A cientista e psicóloga Rebeca Rebouças, integrante do grupo MONSTER Initiative em parceria científica com a CANNAB, explica que a distribuição para o SUS é importante como manejo terapêutico, principalmente para os pacientes com patologias refratárias ao tratamento convencional, “uma vez que já existem evidências em revisões sistemáticas e metanálises que demonstraram efeitos positivos em patologias como fibromialgia, epilepsias e efeitos adversos de quimioterapias”, reforça ela.         

Quanto ao avanço nas pesquisas, ela esclarece que continuam os estudos observacionais com a coorte de pacientes que já estão em tratamento, com intuito de identificar o impacto na qualidade de vida do paciente. E, posteriormente se dará continuidade aos estudos, com mais subsídios científicos. “Queremos nos aprofundar na compreensão sobre as repercussões do uso da cannabis medicinal, tanto nos processos inflamatórios como na avaliação de outros biomarcadores, além do rastreio de respostas e predição dos desfechos de tratamento”, esclarece ela.

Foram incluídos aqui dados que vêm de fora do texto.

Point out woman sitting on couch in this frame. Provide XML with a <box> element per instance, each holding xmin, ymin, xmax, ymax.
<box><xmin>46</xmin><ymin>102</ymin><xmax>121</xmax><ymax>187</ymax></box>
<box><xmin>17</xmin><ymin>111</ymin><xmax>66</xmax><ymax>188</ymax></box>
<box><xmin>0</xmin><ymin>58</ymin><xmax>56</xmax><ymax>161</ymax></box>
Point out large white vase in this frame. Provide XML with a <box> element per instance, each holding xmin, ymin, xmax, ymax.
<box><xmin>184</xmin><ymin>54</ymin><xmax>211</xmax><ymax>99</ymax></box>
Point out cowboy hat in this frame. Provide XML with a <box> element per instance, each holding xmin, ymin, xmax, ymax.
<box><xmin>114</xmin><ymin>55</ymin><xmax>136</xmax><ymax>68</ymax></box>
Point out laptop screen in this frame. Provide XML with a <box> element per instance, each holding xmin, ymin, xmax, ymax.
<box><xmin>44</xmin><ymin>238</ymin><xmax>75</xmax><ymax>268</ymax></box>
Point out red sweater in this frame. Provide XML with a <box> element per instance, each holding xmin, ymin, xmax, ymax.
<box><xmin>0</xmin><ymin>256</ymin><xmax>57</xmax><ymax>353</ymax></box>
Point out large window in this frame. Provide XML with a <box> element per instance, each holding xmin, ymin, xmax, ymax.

Na CANNAB, as prioridades são realizar dois ensaios clínicos, ainda esse ano, para avançar nas pesquisas e desenvolvimento de tratamento mais eficazes, e lançar um curso de capacitação para preparar médicos para manejo e prescrição. Além disso, a instituição pretende iniciar o próprio plantio de cannabis para pesquisa e produção, a fim de garantir um fornecimento de alta qualidade, e em conformidade com as normas regulatórias.